Biden had a health scare in 1988 when he got two brain aneurysms. Biden was born the eldest of four siblings in the blue-collar community of Scranton, Pennsylvania. Later, his family relocated to Delaware. As a child, Biden conquered stuttering by reciting poetry to a mirror. He was essentially a political rookie, having served two years on a Delaware county board, when he became the fifth-youngest senator in US history in 1972. Despite years of partisanship in Washington, Biden was a firm believer in bipartisanship.
Biden was recognized in the Senate for his close working connections with some of his Republican colleagues. Furthermore, a number of disillusioned Republicans, including former government officials and congressmen, who are concerned about Trump’s leadership, have embraced Biden. Biden also argued for America’s role as a world leader at a time when Trump was abandoning international treaties and alienating long-standing foreign partners. As a senator, Biden was instrumental in getting the Violence Against Women Act passed in 1994, which protected victims of domestic violence.

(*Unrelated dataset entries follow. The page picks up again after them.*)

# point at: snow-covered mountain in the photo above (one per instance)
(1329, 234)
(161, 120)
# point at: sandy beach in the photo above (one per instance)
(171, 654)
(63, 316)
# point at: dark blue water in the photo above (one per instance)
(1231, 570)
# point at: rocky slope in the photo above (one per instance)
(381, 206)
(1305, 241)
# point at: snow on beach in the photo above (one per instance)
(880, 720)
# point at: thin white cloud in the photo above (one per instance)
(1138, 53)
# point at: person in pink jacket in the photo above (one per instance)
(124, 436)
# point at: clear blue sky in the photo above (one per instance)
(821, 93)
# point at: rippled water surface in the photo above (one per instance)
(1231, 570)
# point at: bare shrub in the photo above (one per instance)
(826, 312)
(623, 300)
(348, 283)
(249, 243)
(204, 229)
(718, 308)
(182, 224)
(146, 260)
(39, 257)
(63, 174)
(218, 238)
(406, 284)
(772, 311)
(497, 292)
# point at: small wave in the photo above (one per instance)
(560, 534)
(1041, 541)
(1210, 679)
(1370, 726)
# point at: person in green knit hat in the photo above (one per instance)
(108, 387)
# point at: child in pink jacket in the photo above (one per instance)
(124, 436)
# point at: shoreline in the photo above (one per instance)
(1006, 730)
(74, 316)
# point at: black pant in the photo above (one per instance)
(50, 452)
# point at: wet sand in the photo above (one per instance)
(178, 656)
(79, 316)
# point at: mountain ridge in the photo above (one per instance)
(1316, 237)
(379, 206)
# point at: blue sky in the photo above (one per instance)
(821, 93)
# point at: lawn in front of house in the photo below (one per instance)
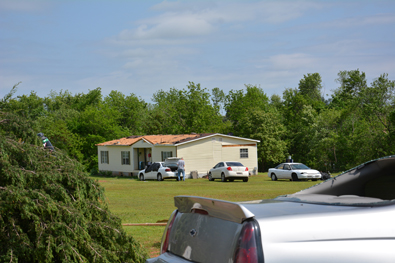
(152, 201)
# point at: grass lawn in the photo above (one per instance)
(151, 201)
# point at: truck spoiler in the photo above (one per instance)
(225, 210)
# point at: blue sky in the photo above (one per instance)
(142, 47)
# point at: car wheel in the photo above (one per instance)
(223, 179)
(274, 177)
(295, 177)
(210, 177)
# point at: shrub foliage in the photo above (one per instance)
(50, 210)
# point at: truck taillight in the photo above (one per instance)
(249, 246)
(166, 234)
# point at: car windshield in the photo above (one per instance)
(233, 164)
(299, 166)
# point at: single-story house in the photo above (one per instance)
(127, 156)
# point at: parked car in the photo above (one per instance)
(228, 171)
(348, 218)
(294, 172)
(161, 170)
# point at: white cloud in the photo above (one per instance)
(358, 21)
(23, 6)
(292, 61)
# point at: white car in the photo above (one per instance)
(294, 172)
(161, 170)
(352, 213)
(229, 170)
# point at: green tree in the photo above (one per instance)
(51, 211)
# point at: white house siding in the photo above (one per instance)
(198, 155)
(202, 155)
(232, 153)
(115, 159)
(157, 152)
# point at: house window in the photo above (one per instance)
(243, 153)
(125, 157)
(104, 156)
(165, 155)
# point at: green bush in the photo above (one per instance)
(50, 210)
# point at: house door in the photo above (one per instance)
(217, 152)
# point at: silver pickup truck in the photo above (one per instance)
(348, 218)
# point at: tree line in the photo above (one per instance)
(356, 124)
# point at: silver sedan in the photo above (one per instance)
(348, 218)
(229, 171)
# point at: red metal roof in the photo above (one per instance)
(156, 139)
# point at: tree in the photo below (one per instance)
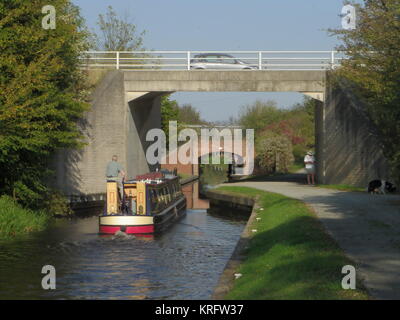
(41, 93)
(118, 34)
(373, 68)
(189, 115)
(259, 115)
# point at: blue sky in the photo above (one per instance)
(224, 25)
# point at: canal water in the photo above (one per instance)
(184, 262)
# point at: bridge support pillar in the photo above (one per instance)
(117, 123)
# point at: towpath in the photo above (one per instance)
(367, 227)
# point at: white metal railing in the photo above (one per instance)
(187, 60)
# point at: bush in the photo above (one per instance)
(15, 220)
(274, 153)
(56, 204)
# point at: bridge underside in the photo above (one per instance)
(312, 82)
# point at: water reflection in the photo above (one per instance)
(183, 263)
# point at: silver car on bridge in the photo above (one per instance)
(218, 61)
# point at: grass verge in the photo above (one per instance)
(15, 220)
(290, 256)
(341, 187)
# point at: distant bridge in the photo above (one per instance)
(181, 60)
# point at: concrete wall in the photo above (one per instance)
(207, 80)
(116, 124)
(347, 150)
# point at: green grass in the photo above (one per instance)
(290, 256)
(341, 187)
(15, 220)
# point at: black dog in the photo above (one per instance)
(380, 186)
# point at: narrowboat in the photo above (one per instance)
(150, 203)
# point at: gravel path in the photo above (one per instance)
(367, 227)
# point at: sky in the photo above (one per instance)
(227, 25)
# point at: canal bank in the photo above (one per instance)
(283, 253)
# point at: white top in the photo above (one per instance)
(309, 158)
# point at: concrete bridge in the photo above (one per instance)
(126, 104)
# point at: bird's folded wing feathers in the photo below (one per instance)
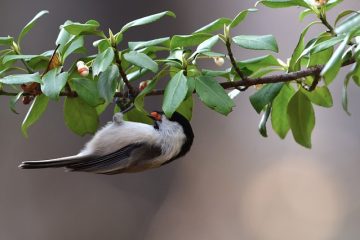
(107, 164)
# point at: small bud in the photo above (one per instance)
(80, 64)
(219, 61)
(143, 85)
(320, 3)
(26, 100)
(83, 70)
(112, 38)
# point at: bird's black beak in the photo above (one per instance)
(155, 116)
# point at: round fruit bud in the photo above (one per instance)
(83, 70)
(143, 85)
(80, 64)
(26, 100)
(219, 61)
(320, 3)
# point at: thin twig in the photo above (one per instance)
(233, 61)
(123, 74)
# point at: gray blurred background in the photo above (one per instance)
(234, 184)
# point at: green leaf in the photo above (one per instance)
(30, 25)
(333, 66)
(186, 107)
(283, 3)
(146, 20)
(87, 90)
(9, 58)
(305, 13)
(350, 24)
(141, 60)
(241, 17)
(36, 110)
(320, 96)
(279, 118)
(295, 65)
(73, 46)
(301, 118)
(206, 46)
(175, 93)
(6, 41)
(255, 64)
(80, 117)
(354, 73)
(21, 78)
(135, 115)
(53, 83)
(183, 41)
(139, 100)
(63, 38)
(213, 95)
(136, 74)
(103, 61)
(139, 45)
(320, 58)
(344, 14)
(265, 42)
(265, 95)
(107, 83)
(14, 100)
(263, 120)
(321, 45)
(214, 26)
(75, 28)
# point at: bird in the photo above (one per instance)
(125, 147)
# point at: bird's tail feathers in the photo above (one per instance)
(53, 163)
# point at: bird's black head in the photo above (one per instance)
(183, 122)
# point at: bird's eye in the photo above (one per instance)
(156, 116)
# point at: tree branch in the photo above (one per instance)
(285, 77)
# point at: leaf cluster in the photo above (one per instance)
(289, 104)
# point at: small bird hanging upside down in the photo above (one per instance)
(123, 146)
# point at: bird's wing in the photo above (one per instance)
(116, 162)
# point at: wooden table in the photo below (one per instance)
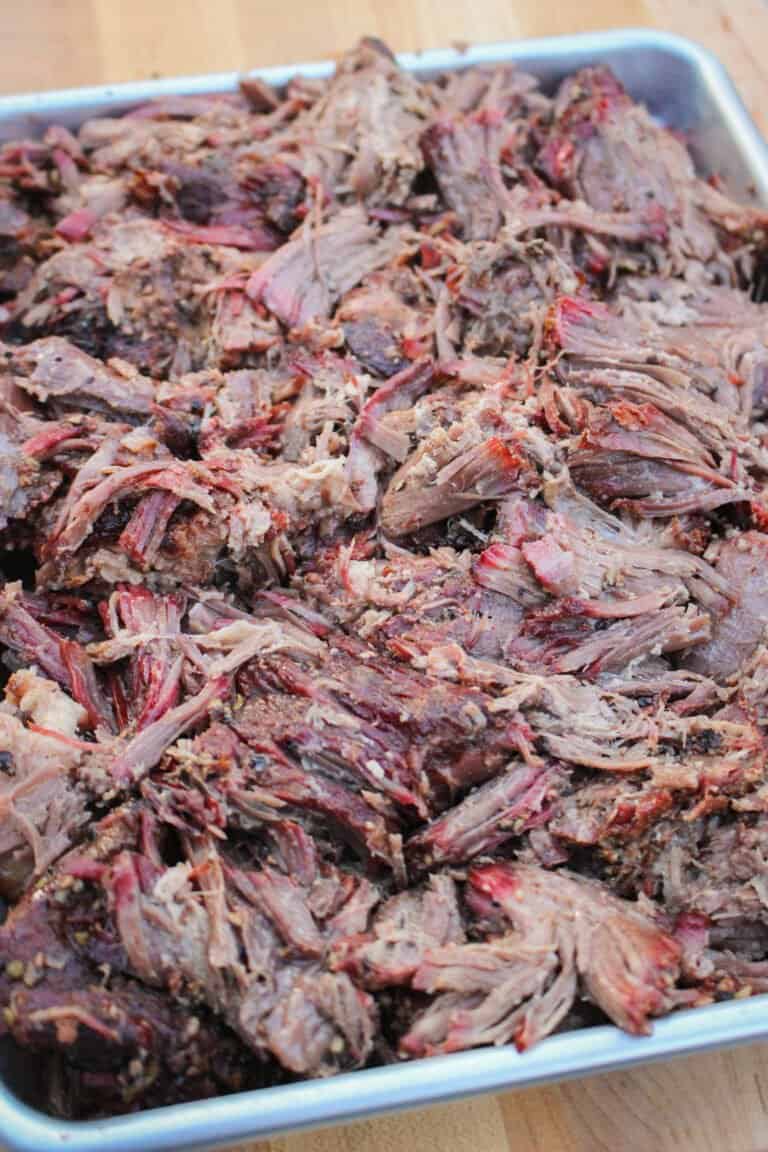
(706, 1104)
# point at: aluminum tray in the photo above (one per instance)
(686, 88)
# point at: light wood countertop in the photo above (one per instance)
(716, 1103)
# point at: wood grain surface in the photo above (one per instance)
(716, 1103)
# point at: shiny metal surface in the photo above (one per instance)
(687, 89)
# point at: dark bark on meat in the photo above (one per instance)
(382, 493)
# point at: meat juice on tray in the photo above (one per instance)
(385, 580)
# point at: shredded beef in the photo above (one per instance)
(385, 584)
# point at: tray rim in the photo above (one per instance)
(267, 1112)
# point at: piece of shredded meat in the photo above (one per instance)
(383, 580)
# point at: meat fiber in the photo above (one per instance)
(382, 581)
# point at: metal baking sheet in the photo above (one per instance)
(686, 88)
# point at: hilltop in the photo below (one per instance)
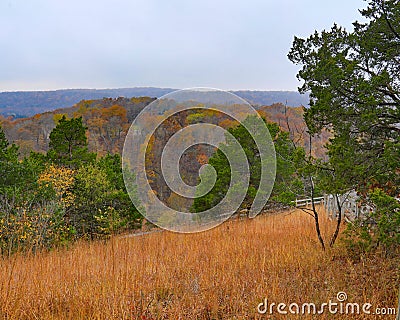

Biden specialized on foreign policy while in the Senate, and he once chaired the Foreign Relations Committee. He supported approving the 2003 invasion of Iraq before becoming a critic of Republican President George W. Bush’s handling of the conflict. As chairman of the Senate Judiciary Committee in 1991, Biden was chastised for his treatment of sexual harassment allegations made by former staffer Anita Hill against Republican President George H.W. Bush’s conservative Supreme Court nominee Clarence Thomas. Liberals chastised him for not doing enough to defend Hill’s charges, which Thomas denied.
Prior to Thomas’ eventual Senate confirmation, the committee held tense televised hearings. Thomas charged Biden’s committee with carrying out “a high-tech lynching for uppity Blacks who in any way deign to think for themselves, do for themselves, or have different ideas.”In May of this year, Biden refuted a former Senate aide’s claim that he sexually assaulted her in 1993, calling the accusations “not true” and stating that “unequivocally it never, never happened.” Tara Reade, a California woman who worked as a staff assistant in Biden’s Senate office for nearly ten months, made the claim. Reade was one among eight women who came forward in 2019 to allege Biden had hugged, kissed, or caressed them in inappropriate ways, though none accused him of sexual assault. Months later, Reade publicly accused him of the assault.